The radio waves were sent from the Eiffel Tower for the first time. This concept of long distance radio has been crucial to the future of radio telecommunication.

1908-01-20 00:00:00

Dublin City Gallery

Thanks to Hugh Lane, what is considered the "first modern art museum" was built. In 1998, Francis Bacon's work was re-located to this gallery. He proved to be one of the most important modern artist, showing the Hugh Gallery's dedication to being modern.

1908-01-24 00:00:00

Boy Scouts

Robert Baden-Powell starts the Boy Scout movement.

1908-12-28 00:00:00

Tsunami/Earthquake

An earthquake and tsunami destroys Messina, Sicily and Calabria, killing over 70,000 people.

1909-01-28 00:00:00

American military presence in Cuba

The last of theremaining American troops in Cuba are finally withdrawn. Since the conclusion of the Spanish-American War (April 25-August 12 1898), the US maintained a constant military presence in Cuba. This seems to me to be a precursor to American Forgein policy, especially in regards to stationing American military personel in forgeing countries.

1909-04-18 00:00:00

Joan of Arc is Beatified

In the Catholic Church, beatification is the church's recognition of an individual's entrance to heaven and is the third step of canonization. Most literally, it means that Joan of Arc was officially blessed on this day. Her iconic history and significance is popular in the world of art and literature and therefore is important to be duly noted.

1909-07-25 00:00:00

A Heavier-Than-Air Craft?

Louis Bleriot is the first man to fly across the English Channel, or any large body of open water, in a 'heavier-than-air craft.' (This, by the way, is a fancy way of saying the machine pushes air down so that a reaction occurs to push the aircraft up). This event played a large role in the beginning steps of globalization during the modernist movement.

1909-11-18 00:00:00

The US aggressively respond to the execution of 2 American Revolutionaries.

In Nicaragua, 500 revolutionaries are executed at the orders of Dictator Jose Santos Zelaya, 2 of them were American. The US government responds by sending 2 warships. once again this appears to be a harbinger of American Forgein policy.

1910-01-01 00:00:00

First Missle Experiment

Missiles are dropped from an airplane for the first time, when United States Army Lieutenant Paul W. Beck drops sandbags simulating bombs over Los Angeles, California.

1910-02-01 00:00:00

T.S. Eliot Begins Writing "The Love Song of J. Alfred Prufrock"

Eliot began writing this poem in February of 1910 while still in school at the Sorbonne, though it would not be finished until the summer of 1911 or published until 1915. The poem marks the beginning of Eliot's career as an influential modern poet, and some would argue the beginning of the era of modernist poetry, generally speaking. "Love Song" remains one of the most promient poems of the modern era, and certainly is revolutionary in its content--themes of sexual frustration, decay and mortality pervade throughout the stream-of-consciousness drama.

1910-04-20 00:00:00

Perihelion of Halley's Comet

Halley's comet became visible to the naked eye on 10 April 1910 and came to perihelion ten days after, on April 20. The 1910 approach of the comet was particularly significant as it was the first of which a photograph was taken and also the first instance in which spectroscopic data was collected.

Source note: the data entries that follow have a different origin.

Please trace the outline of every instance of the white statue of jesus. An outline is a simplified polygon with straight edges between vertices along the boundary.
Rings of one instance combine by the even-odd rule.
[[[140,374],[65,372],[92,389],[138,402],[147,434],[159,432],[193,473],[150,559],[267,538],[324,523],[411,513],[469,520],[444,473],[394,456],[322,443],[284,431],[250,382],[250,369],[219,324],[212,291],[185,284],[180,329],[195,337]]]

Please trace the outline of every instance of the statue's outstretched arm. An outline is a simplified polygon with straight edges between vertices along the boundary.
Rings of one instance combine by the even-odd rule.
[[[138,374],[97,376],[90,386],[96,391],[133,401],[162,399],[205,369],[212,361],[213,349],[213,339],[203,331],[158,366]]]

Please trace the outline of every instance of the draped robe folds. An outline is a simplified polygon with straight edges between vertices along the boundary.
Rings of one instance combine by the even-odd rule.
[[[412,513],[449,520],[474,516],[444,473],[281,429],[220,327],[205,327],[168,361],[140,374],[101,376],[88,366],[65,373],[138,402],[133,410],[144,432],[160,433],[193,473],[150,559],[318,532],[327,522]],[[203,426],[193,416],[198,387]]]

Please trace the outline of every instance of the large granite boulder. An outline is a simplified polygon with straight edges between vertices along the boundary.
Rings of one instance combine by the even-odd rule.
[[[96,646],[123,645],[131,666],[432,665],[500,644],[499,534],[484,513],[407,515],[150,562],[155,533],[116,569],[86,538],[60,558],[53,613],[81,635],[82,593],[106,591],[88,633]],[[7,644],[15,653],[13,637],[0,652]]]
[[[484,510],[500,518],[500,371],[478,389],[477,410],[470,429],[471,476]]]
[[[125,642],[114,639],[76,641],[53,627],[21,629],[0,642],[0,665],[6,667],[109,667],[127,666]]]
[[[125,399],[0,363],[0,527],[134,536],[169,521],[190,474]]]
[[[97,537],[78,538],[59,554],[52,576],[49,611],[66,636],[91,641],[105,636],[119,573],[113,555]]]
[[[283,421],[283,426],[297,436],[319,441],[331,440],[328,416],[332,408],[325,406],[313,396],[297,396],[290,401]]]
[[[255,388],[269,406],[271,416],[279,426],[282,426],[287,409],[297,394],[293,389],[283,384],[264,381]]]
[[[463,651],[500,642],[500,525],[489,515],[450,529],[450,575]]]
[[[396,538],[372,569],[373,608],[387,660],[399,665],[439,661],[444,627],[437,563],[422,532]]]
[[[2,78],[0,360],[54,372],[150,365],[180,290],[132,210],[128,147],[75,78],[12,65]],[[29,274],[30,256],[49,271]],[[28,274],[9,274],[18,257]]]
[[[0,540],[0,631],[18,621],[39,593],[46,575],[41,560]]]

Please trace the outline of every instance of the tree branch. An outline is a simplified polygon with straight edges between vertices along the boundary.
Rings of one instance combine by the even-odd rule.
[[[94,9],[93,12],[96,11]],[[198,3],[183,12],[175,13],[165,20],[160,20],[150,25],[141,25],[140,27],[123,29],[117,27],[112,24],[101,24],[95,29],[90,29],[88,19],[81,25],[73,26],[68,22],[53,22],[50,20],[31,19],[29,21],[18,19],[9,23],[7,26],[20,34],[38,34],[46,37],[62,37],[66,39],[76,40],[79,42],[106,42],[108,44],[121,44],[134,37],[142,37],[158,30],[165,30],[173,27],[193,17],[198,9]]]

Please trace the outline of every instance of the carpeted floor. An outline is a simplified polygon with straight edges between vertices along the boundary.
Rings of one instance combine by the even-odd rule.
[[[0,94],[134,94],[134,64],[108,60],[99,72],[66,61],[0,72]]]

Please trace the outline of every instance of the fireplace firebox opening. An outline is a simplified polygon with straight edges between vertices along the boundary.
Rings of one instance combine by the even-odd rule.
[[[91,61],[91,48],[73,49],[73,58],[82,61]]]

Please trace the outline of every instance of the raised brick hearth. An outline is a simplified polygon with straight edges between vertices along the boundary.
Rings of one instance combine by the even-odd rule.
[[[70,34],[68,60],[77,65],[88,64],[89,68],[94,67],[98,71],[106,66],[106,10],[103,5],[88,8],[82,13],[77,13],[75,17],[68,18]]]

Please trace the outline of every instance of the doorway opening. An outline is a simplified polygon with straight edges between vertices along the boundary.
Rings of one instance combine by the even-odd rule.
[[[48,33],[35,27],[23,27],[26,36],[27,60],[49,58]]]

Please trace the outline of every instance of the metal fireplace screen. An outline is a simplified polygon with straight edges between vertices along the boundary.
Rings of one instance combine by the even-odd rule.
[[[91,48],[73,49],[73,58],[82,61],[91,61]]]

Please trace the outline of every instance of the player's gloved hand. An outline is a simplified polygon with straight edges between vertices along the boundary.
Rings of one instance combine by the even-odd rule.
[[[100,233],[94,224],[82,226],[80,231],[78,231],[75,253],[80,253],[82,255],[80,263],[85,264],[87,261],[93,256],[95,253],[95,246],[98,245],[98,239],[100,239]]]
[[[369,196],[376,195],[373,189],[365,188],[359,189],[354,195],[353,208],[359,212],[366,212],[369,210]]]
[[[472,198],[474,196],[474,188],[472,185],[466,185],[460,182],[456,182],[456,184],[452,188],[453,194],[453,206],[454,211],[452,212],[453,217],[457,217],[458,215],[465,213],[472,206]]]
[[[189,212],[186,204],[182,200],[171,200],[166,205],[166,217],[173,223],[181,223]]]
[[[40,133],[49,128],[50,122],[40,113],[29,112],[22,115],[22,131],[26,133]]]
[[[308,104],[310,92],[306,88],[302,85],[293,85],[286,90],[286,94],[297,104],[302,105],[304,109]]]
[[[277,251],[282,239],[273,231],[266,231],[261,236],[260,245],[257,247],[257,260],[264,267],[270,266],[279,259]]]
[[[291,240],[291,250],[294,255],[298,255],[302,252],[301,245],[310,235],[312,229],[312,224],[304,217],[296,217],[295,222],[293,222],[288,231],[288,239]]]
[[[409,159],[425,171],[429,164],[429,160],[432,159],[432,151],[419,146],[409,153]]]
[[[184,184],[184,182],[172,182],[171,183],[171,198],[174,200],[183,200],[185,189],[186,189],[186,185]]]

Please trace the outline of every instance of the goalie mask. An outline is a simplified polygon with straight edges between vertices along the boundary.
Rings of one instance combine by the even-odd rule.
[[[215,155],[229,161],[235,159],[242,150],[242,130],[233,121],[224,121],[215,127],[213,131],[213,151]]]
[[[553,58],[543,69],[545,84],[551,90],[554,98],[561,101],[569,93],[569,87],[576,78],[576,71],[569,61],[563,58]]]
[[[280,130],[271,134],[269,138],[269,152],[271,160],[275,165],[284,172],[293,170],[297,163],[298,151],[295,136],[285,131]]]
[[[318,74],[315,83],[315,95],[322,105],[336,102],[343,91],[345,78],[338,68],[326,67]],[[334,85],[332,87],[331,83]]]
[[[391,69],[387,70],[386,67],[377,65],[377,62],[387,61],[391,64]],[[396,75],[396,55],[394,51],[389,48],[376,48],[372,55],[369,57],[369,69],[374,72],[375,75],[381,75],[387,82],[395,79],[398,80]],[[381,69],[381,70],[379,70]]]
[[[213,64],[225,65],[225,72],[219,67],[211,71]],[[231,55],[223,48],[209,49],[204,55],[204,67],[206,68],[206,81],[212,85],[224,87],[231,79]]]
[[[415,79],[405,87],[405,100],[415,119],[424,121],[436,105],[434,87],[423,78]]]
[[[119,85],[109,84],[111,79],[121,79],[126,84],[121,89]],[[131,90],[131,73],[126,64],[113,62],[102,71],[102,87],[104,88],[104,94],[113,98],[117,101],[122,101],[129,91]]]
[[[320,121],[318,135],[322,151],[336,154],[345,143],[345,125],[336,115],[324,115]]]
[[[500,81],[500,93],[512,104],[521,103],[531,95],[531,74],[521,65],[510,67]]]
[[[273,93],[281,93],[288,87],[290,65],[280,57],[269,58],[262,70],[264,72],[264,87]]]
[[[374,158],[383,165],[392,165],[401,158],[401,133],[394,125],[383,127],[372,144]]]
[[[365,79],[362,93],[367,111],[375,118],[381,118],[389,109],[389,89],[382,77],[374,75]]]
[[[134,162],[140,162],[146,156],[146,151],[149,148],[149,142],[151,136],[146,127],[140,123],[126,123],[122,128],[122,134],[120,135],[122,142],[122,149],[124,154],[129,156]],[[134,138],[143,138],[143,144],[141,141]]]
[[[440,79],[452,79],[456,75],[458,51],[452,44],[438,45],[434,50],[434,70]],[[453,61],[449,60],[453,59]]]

On May 19, the Earth actually passed through the tail of the comet itself. Also of note: The writer Mark Twain was born in 1935, two weeks after the perihelion of Halley's comet. He died on April 21 of 2010, the day after the following perihelion of the comet.

1910-05-09 05:42:13

Total Solar Eclipse

A total solar eclipse occured on this date and lasted 4 minutes and 15 seconds. The set of solar eclipses repeat approximately every 177 days and 4 hours at alternating nodes of the moon's orbit.

1910-09-01 00:00:00

Catholic Oaths Against Modernism

The Vatican introduces a compulsory oath against [religious] modernism, to be taken by all priests upon ordination.